Thus, the whole genome-based population genomic analyses helped to reveal the presence of 15 spatio-temporal lineages and examine the role of adaptive evolution and intra-serotype recombination in shaping this structure. It should be noted that genome-based trees were also compared with tree obtained using envelope-gene sequences for the 990 entries. Envelope gene is a commonly used phylogenetic marker for genotyping of DENV-2 and a total of six genotypes of DENV-2 have been documented (Chen & Vasilakis, 2011; Twiddy et al., 2002). Our study aims to examine the diversifying lineages, if any, within six known genotypes. Our studies revealed that DENV-2 genotypes undergo further diversification and there are fifteen distinct lineages. It is noted that the four genotypes are genetically heterogeneous (Asian/American: 7 lineages; Asian I: 2 lineages; Cosmopolitan: 2 lineages and sylvatic: 2 lineages) whereas two genotypes (American and Asian II) are genetically homogeneous and do not show any lineage diversity.

Though, the genome as well as envelope gene-based trees supported the presence of 15 lineages (as shown in Fig. 1), the relative order of clustering was found to vary. The genome-based phylogenetic trees generated using all the three methods (NJ, ML and MP) provided the same relative order of clustering of dengue genotypes such as S-AM-C-AI-AII-AA and indicate that the American genotype was earlier to diverge. On the other hand, the envelope gene-based tree (File S11: Fig. S3) generated using all three methods supported the S-AI/AII-AM-C-AA order. The discrepancy in the relative order of genotypes has been reported earlier based on phylogeny of envelope gene, where either American (AM) or Asian (AI/AII) genotype was found to be the first diversifying urban DENV-2 genotype (Chen & Vasilakis, 2011; Twiddy et al., 2002). Therefore, the comprehensive genome-based phylogenetic analysis helped to resolve the early evolutionary history of DENV-2 population where American genotype was found to diverge earlier than that of other urban genotypes of DENV-2.
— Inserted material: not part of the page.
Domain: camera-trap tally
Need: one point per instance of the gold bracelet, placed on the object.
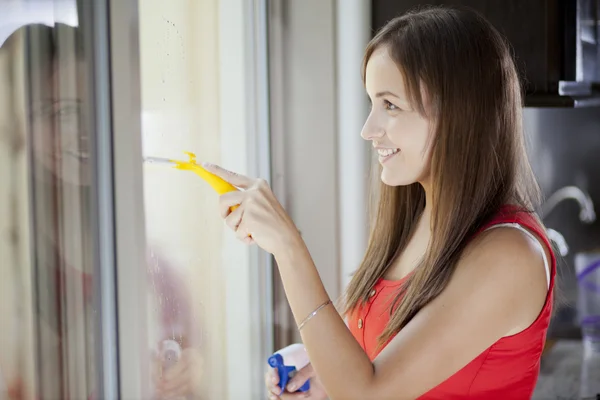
(312, 314)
Genetic diversity in DENV-2: implications in antigenicity

Significant evidence of episodic positive selection on all the structural and non- structural genes (except NS4A) is observed, though pervasive positive selection is rare in DENV-2. It indicates that in addition to recombination and spatio-temporal distribution, adaptive evolution also contributes to the diversification of DENV-2 strains or lineages, mainly in S, C and AA genotypes. Episodic positive selection is observed on codons encoding for amino residues known to be part of B-cell or T-cell epitopes. For example, episodic positive selection on two codons in E gene (codon-91 and 340) was found to be stronger on the branches leading to modern lineages (AA4–AA7) of AA genotype in South and Central America. The amino acid residues encoded by these two codons are part of the experimentally known epitopes (Roehrig et al., 1994). It suggests that emergence of strains in Americas is correlated with the antigenicity of structural proteins. Emergence of strains of modern Asian lineages such as C2 is observed to be associated with adaptive evolution operational on codons of non-structural gene (NS2B) which is involved in T-cell immunity.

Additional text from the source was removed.